A World-and-Life View or a Faith Once Delivered?

"A carefully considered Christian world-and-life view that is consistently acted upon can provide the coherence, the integrity, that is the basis for a meaningful life." So argued Gaylen Byker, President of Calvin College, during his convocation address in September of 2001. According to most Reformed Kuyperians and others of a transformationist stripe, a well developed world-and-life view is essential for Christian living and cultural transformation.

Questions immediately arise, however, regarding the source of this thing we're all supposed to share. "World" and "life" are about the two broadest categories one can think of, so where does one's "view" of these things come from?

It seems that if the answer is, "From the Bible," then a certain view of the Bible is presupposed which is hard to sustain, namely, that it is meant to furnish the believer with enough information about politics, economics, art, and culture to provide us with the correct world-and-life view and thereby secure "the coherence and integrity that is the basis for a meaningful life."

But is the Bible's view of economics Libertarian or Green? Is the Bible's view of politics Red or Blue? Is art supposed to be descriptive or prescriptive, according to Jesus?

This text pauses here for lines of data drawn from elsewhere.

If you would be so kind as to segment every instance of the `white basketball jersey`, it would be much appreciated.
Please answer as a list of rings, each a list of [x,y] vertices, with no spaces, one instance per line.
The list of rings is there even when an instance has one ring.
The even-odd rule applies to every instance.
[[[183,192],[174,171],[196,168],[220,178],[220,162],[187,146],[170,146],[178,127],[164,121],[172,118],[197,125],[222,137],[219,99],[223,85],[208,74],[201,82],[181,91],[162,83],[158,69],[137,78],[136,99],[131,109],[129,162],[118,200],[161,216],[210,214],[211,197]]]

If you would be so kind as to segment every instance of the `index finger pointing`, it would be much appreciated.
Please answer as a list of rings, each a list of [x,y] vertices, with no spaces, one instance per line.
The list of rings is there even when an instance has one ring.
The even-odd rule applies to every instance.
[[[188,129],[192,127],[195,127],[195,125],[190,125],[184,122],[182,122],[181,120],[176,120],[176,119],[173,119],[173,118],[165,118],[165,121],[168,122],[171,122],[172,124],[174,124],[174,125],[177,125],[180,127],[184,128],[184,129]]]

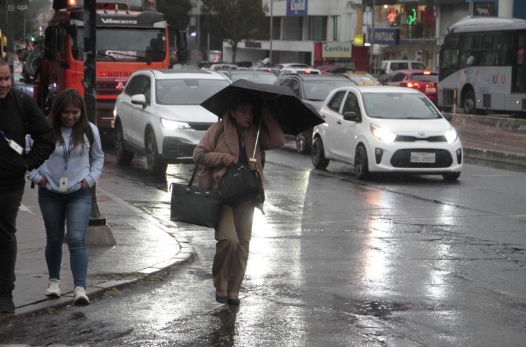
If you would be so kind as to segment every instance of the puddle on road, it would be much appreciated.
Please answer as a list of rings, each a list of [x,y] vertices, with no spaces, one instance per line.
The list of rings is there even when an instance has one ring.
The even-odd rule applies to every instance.
[[[337,298],[336,303],[338,310],[351,315],[377,317],[381,320],[388,320],[393,312],[404,311],[434,311],[438,309],[434,305],[415,304],[408,302],[398,302],[388,300],[358,300],[348,298]]]
[[[373,315],[381,319],[388,319],[392,312],[408,311],[411,307],[410,304],[405,302],[368,300],[357,302],[355,304],[354,313],[360,315]]]

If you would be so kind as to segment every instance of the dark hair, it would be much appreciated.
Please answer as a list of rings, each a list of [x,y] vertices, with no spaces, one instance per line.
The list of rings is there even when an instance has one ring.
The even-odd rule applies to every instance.
[[[229,110],[235,110],[240,106],[246,105],[247,104],[252,105],[255,110],[260,107],[260,103],[261,99],[258,97],[253,93],[249,92],[240,92],[230,99]]]
[[[64,144],[64,138],[60,131],[62,121],[60,115],[64,109],[70,105],[80,108],[79,121],[73,125],[71,136],[73,139],[73,148],[78,145],[84,146],[84,134],[88,136],[90,143],[93,141],[93,132],[91,130],[90,121],[88,120],[88,113],[86,111],[84,99],[75,89],[64,89],[57,95],[51,106],[51,110],[48,119],[53,126],[55,139],[61,145]]]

And further, if we maintain that the Bible speaks to every area of life, then in the end mustn't we conclude that it really speaks about nothing at all?

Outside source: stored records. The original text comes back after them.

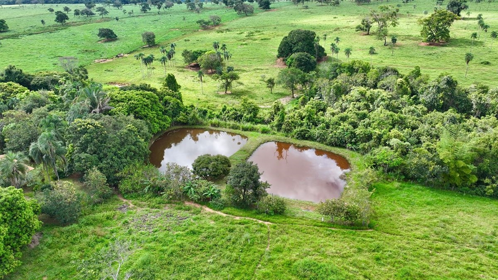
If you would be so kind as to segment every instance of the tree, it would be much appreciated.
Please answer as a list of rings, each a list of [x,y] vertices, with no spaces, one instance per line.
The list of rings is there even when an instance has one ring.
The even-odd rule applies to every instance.
[[[214,78],[222,82],[222,86],[225,88],[225,93],[227,94],[229,88],[232,88],[233,82],[240,79],[239,74],[233,71],[226,72],[221,74],[216,74]]]
[[[353,49],[351,48],[346,48],[344,49],[344,54],[346,55],[346,57],[348,58],[348,60],[349,60],[349,56],[351,55],[351,53],[353,52]]]
[[[231,166],[228,157],[221,154],[200,155],[192,164],[194,174],[206,179],[216,179],[228,175]]]
[[[293,53],[306,52],[317,59],[321,59],[323,57],[325,50],[321,46],[316,45],[315,38],[316,33],[312,31],[292,30],[280,41],[277,57],[286,60]]]
[[[140,10],[143,12],[147,12],[147,11],[150,10],[150,5],[146,2],[142,2],[140,3]]]
[[[361,23],[357,25],[356,31],[363,31],[367,32],[367,35],[370,34],[370,28],[372,27],[372,21],[370,17],[365,17],[362,19]]]
[[[425,18],[418,20],[422,25],[420,34],[425,42],[448,41],[450,39],[449,28],[458,17],[453,12],[438,9]]]
[[[316,60],[306,52],[296,52],[286,61],[287,66],[297,68],[304,73],[309,73],[316,68]]]
[[[259,1],[259,3],[258,3],[257,5],[260,8],[263,9],[269,10],[271,8],[270,7],[270,4],[271,4],[271,3],[270,2],[269,0],[261,0]]]
[[[391,36],[391,44],[392,45],[392,47],[391,48],[391,55],[394,55],[394,45],[396,44],[396,42],[398,41],[397,38],[395,36]]]
[[[95,15],[95,13],[93,12],[92,10],[88,8],[85,8],[84,9],[81,10],[80,13],[83,15],[86,15],[87,17],[92,15]]]
[[[254,7],[249,4],[243,3],[241,1],[238,1],[234,5],[234,9],[239,14],[244,13],[246,15],[249,15],[254,13]]]
[[[267,195],[269,184],[259,180],[261,174],[252,161],[238,163],[232,169],[227,184],[229,198],[234,205],[249,207]]]
[[[142,33],[142,41],[149,47],[155,45],[155,34],[153,32],[144,32]]]
[[[99,14],[102,17],[104,17],[104,15],[109,14],[109,12],[104,7],[99,7],[97,8],[96,10],[99,12]]]
[[[294,98],[294,91],[303,79],[304,73],[297,68],[288,68],[282,69],[277,77],[277,84],[290,89]]]
[[[28,159],[20,152],[8,152],[0,159],[0,176],[20,188],[28,172]]]
[[[99,33],[97,35],[99,38],[105,38],[107,41],[116,40],[118,38],[118,35],[112,29],[109,28],[99,28]]]
[[[59,22],[61,25],[63,25],[66,21],[69,19],[69,17],[67,14],[60,11],[55,12],[55,21]]]
[[[450,0],[446,6],[446,9],[458,16],[460,16],[460,13],[462,10],[468,8],[469,5],[467,5],[466,0]]]
[[[375,48],[373,46],[370,47],[369,49],[369,54],[370,55],[370,68],[372,68],[372,65],[373,65],[372,60],[372,55],[375,54]]]
[[[467,63],[467,70],[465,70],[465,78],[467,78],[467,71],[469,71],[469,63],[474,59],[474,55],[471,52],[468,52],[465,54],[465,63]]]
[[[22,190],[0,187],[0,278],[20,265],[24,246],[40,229],[40,206],[24,197]]]
[[[266,87],[270,89],[270,93],[273,93],[273,88],[275,87],[275,78],[269,78],[268,80],[266,81]]]
[[[204,76],[204,72],[202,72],[202,70],[199,70],[197,72],[197,78],[199,78],[199,81],[201,81],[201,93],[204,94],[204,90],[203,89],[202,86],[202,78]]]

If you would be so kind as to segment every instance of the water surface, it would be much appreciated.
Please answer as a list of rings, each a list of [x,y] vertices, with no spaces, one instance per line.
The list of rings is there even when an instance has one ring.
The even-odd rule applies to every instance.
[[[249,160],[271,185],[269,193],[315,202],[339,198],[346,185],[341,175],[350,168],[334,153],[280,142],[262,144]]]
[[[209,153],[230,156],[247,142],[247,138],[233,133],[180,129],[168,132],[156,140],[150,146],[149,159],[161,171],[168,162],[192,168],[199,155]]]

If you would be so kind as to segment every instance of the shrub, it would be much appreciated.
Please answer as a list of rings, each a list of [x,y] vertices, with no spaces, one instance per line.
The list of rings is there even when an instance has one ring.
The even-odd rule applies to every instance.
[[[241,162],[230,171],[227,181],[227,193],[235,206],[249,207],[265,196],[267,182],[259,181],[261,173],[252,161]]]
[[[62,224],[78,220],[81,211],[81,196],[71,182],[59,181],[53,189],[43,190],[40,199],[41,212]]]
[[[269,215],[281,214],[287,209],[285,200],[279,196],[268,195],[258,203],[259,212]]]
[[[83,178],[85,186],[88,191],[90,199],[94,204],[101,203],[104,199],[111,197],[112,190],[107,184],[106,175],[97,167],[88,170]]]
[[[217,179],[228,174],[232,163],[228,157],[217,154],[199,156],[192,164],[194,174],[204,179]]]

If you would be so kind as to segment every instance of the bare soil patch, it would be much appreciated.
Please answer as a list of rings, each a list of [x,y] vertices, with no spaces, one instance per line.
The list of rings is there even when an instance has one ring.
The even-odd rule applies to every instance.
[[[285,62],[283,61],[283,58],[282,58],[277,59],[277,61],[275,62],[275,65],[274,66],[275,67],[279,68],[284,68],[287,67],[287,65],[285,64]]]

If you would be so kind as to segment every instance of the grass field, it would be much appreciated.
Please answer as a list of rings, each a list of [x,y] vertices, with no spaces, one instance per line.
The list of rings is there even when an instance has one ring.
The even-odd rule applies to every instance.
[[[341,2],[339,7],[307,3],[309,8],[305,9],[301,5],[280,2],[272,4],[270,11],[263,12],[256,8],[256,13],[250,16],[238,15],[223,5],[210,3],[205,5],[206,7],[199,14],[187,11],[185,5],[175,5],[161,14],[157,14],[154,8],[143,14],[138,12],[137,6],[126,5],[124,8],[133,9],[133,16],[124,16],[121,10],[110,7],[109,20],[106,18],[103,20],[98,16],[78,19],[71,15],[69,24],[81,25],[67,28],[57,26],[53,22],[54,15],[47,10],[49,5],[37,5],[35,7],[27,5],[24,8],[4,6],[0,11],[10,30],[0,35],[0,38],[7,38],[1,40],[0,67],[12,64],[29,71],[60,70],[57,65],[58,57],[74,56],[82,64],[87,66],[90,77],[97,81],[105,84],[146,82],[159,86],[164,75],[160,64],[155,63],[155,74],[153,77],[142,79],[140,64],[132,55],[143,52],[146,55],[152,53],[157,57],[160,54],[160,46],[174,42],[177,44],[176,63],[169,66],[167,71],[176,76],[182,87],[186,103],[218,107],[223,104],[238,103],[241,96],[246,96],[259,105],[265,105],[289,93],[277,88],[273,94],[270,94],[261,75],[266,78],[276,76],[279,68],[275,66],[275,55],[280,40],[291,30],[305,28],[316,31],[320,36],[327,34],[326,41],[323,39],[321,41],[327,45],[326,51],[333,39],[339,36],[341,38],[339,46],[342,50],[352,48],[351,59],[370,61],[368,49],[373,46],[377,53],[371,58],[374,66],[392,66],[407,73],[418,65],[423,73],[429,75],[431,78],[447,73],[464,85],[479,82],[493,87],[498,86],[498,43],[495,42],[492,45],[492,39],[489,37],[490,31],[498,30],[498,2],[469,3],[470,18],[455,21],[451,28],[452,40],[442,46],[420,45],[420,27],[416,22],[424,16],[424,10],[432,10],[434,2],[430,0],[401,5],[399,25],[389,29],[390,35],[397,37],[393,55],[391,47],[383,46],[383,42],[376,39],[374,35],[366,36],[354,31],[370,9],[382,4],[395,5],[401,2],[374,1],[370,4],[359,5],[345,1]],[[53,7],[57,10],[62,9],[62,6]],[[72,9],[81,8],[83,5],[70,7]],[[485,22],[491,28],[487,33],[481,32],[480,38],[474,42],[475,58],[470,63],[466,79],[464,56],[470,50],[470,34],[478,31],[475,17],[478,13],[483,14]],[[199,31],[195,21],[206,19],[210,14],[221,16],[222,25]],[[114,19],[116,16],[120,17],[119,21]],[[47,25],[45,29],[53,32],[33,34],[45,30],[39,23],[41,19],[53,24]],[[99,43],[96,33],[102,27],[113,29],[119,39]],[[145,31],[155,33],[159,43],[157,47],[140,48],[143,44],[140,34]],[[229,64],[240,73],[242,84],[234,86],[232,94],[219,94],[218,82],[209,77],[205,78],[201,93],[196,73],[186,69],[181,61],[180,54],[183,49],[210,49],[215,40],[227,44],[228,50],[233,55]],[[130,53],[130,55],[111,62],[91,64],[95,59],[111,58],[120,53]],[[345,60],[342,51],[339,59]],[[484,61],[490,64],[481,63]],[[321,67],[326,65],[322,64]]]
[[[83,279],[82,260],[118,239],[136,244],[124,269],[144,279],[309,279],[298,269],[303,259],[318,264],[317,279],[496,279],[498,202],[408,184],[376,189],[366,231],[290,217],[267,227],[157,200],[124,212],[115,197],[78,224],[44,225],[6,279]]]

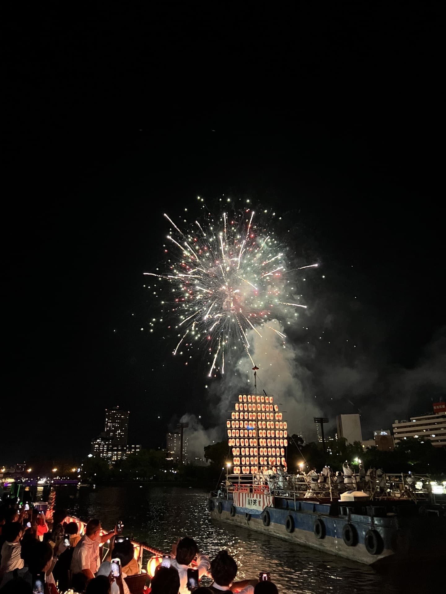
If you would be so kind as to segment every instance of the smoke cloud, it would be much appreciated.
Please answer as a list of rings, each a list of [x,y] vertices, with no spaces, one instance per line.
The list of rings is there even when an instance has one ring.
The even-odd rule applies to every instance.
[[[185,429],[185,437],[188,438],[188,457],[191,463],[198,466],[205,464],[204,450],[206,446],[219,441],[222,438],[221,427],[205,429],[195,415],[183,415],[181,423],[189,423]]]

Neither the Three Forms of Unity (the Belgic Confession, the Heidelberg Catechism, and the Canons of Dordt) nor the Westminster Confession and Catechisms mention anything about a "world-and-life view," but they do speak of a "Faith, once and for all delivered to the saints." Shouldn't we allow the Bible to speak authoritatively to those things that it is actually intended to address, rather than baptizing our favorite political and economic theories with Scriptural significance?